Using a Python module, we make requests to the presentation site. We retrieve URLs for various presentations containing the keyword “Spanish”.

Once these URLs are collected, the slides are downloaded. Each slide presentation is stored in a folder that contains all the slides for that presentation.

We also save a .json file containing the presentation metadata (title, author, ID, etc.).

alt text Folders contain slides and metadata for each presentation

Question/Answer Generation

Now we generate the synthetic data, specifically the question/answer pairs for each slide. To do this, we select a VLM with an API offering free access.

For example, we could use the Claude or Gemini API.

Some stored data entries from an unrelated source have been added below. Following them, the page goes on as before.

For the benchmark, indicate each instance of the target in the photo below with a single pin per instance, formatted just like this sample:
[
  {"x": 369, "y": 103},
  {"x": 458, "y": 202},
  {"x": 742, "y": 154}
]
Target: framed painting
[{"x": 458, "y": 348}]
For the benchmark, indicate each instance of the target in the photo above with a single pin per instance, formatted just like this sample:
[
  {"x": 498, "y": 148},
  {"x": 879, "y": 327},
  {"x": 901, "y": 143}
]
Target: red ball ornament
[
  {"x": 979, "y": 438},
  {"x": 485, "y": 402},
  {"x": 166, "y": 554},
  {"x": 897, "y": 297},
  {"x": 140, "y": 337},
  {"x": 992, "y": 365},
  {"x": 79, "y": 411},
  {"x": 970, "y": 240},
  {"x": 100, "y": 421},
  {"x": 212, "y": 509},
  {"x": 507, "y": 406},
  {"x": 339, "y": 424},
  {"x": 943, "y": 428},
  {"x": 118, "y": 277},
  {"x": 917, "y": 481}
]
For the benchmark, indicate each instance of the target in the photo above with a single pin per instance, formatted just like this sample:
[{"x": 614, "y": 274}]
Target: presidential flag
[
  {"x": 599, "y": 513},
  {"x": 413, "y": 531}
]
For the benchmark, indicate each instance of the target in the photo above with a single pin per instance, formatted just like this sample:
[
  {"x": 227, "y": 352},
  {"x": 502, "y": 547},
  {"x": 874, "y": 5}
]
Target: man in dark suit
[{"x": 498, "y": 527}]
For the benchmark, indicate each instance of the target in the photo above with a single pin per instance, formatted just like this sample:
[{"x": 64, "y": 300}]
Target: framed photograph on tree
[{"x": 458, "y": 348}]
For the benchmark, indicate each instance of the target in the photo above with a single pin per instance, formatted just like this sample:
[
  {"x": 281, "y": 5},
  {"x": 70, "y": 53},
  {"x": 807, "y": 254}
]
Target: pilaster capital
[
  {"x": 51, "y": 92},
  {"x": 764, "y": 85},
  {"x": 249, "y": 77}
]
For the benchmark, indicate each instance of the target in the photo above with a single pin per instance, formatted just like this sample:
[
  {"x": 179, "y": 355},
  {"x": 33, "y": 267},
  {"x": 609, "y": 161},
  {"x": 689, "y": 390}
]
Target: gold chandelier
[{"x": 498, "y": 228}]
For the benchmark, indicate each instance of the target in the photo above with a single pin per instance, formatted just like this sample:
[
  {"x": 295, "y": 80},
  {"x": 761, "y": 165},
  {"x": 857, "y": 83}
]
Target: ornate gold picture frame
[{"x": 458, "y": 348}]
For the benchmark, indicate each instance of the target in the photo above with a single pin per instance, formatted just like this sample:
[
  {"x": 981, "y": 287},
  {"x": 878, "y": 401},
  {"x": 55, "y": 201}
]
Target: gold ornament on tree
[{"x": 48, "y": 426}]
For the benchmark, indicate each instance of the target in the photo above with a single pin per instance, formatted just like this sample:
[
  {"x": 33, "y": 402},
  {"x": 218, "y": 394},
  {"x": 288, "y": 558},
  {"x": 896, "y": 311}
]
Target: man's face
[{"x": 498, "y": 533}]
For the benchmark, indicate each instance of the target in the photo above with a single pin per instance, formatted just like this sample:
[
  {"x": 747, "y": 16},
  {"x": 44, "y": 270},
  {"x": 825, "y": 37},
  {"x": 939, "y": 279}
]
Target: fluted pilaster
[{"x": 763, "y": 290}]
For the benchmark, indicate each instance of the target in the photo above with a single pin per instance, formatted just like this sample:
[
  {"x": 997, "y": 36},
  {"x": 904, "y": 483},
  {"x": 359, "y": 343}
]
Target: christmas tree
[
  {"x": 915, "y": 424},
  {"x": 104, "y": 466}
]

Once the model is chosen, we input the slides along with a prompt, such as:

prompt = "Generate a question-answer pair in the format {question:, answer:}. The question should be based on the slide and be instructive, using visual elements to form the question and answer."

alt

To meet the needs of Visual Information Retrieval, the generated questions/answers (synthetic data) must focus on specific or unique elements of the slide.

We verify that each question/answer pair clearly identifies the corresponding slide.

For each presentation, we store the list of question/answer pairs in .json format in the folder associated with the presentation.

Dataset Format

Once the data is collected, we generate the dataset in Dataset format and save in a parquet file. To do this, we use a script with Python Generator to generate a HuggingFace dataset. The dataset example is available at .

The dataset can then be loaded using HuggingFace’s load_dataset function and used for model evaluation, for example.

Data Filtering

To improve data quality, it may be necessary to check the relevance of the synthetic data. We manually review a few question/answer pairs and check their consistency with the corresponding slide.

Next, we exclude any presentations that:

Have a question or answer with fewer than 10 characters.
Have fewer than 3 slides.

At this point, our dataset is of higher quality.

4. Performance

Let’s discuss the performance of this approach and the relevance of using synthetic data.

Scraping Time

Slides were retrieved using HTTP requests. With Python, it’s possible to retrieve 10 presentations with 20 slides each, along with their metadata in .json format, in 12 minutes. This time includes pauses to avoid overwhelming the site with requests. Manual downloading would take longer, given the need to organize the metadata. Thus, this approach offers the first time-saving advantage.

Q/A Generation Time

The biggest strength of this method is the use of synthetic data. Typically, data annotation involves paying crowd workers for the more mechanical tasks.

Based on platforms like Amazon Mechanical Turk or Appen, we can estimate human annotation at a minimum of $0.50.

Thus, for 10 presentations with 20 slides, the cost is around $100. In comparison, the synthetic annotation of 10 presentations with 20 slides using the Claude 3.5 Sonnet API costs us \$0.50.

For 200 pairs of synthetic questions/answers, the Gemini API takes 4 minutes, which is, in all likelihood, faster than human annotation.

Conclusion and Scaling

We have successfully generated a dataset for a specific application of Document Visual Question Answering and Visual Information Retrieval using synthetic data.

Here a summary of performances.

In addition to time savings due to automation, we also note the financial cost, which favors synthetic data. To assess the performance of the approach, we ultimately generated a dataset of 3,000 slides. The quality of synthetic data allowed us to retain 77% of the generated question/answer pairs after filtering based on the length of the returned response.

This protocol enables the construction of a larger dataset if the data retrieval and synthetic generation times are increased.

This dataset, which closely mirrors real-world applications, will optimize the evaluation of our models.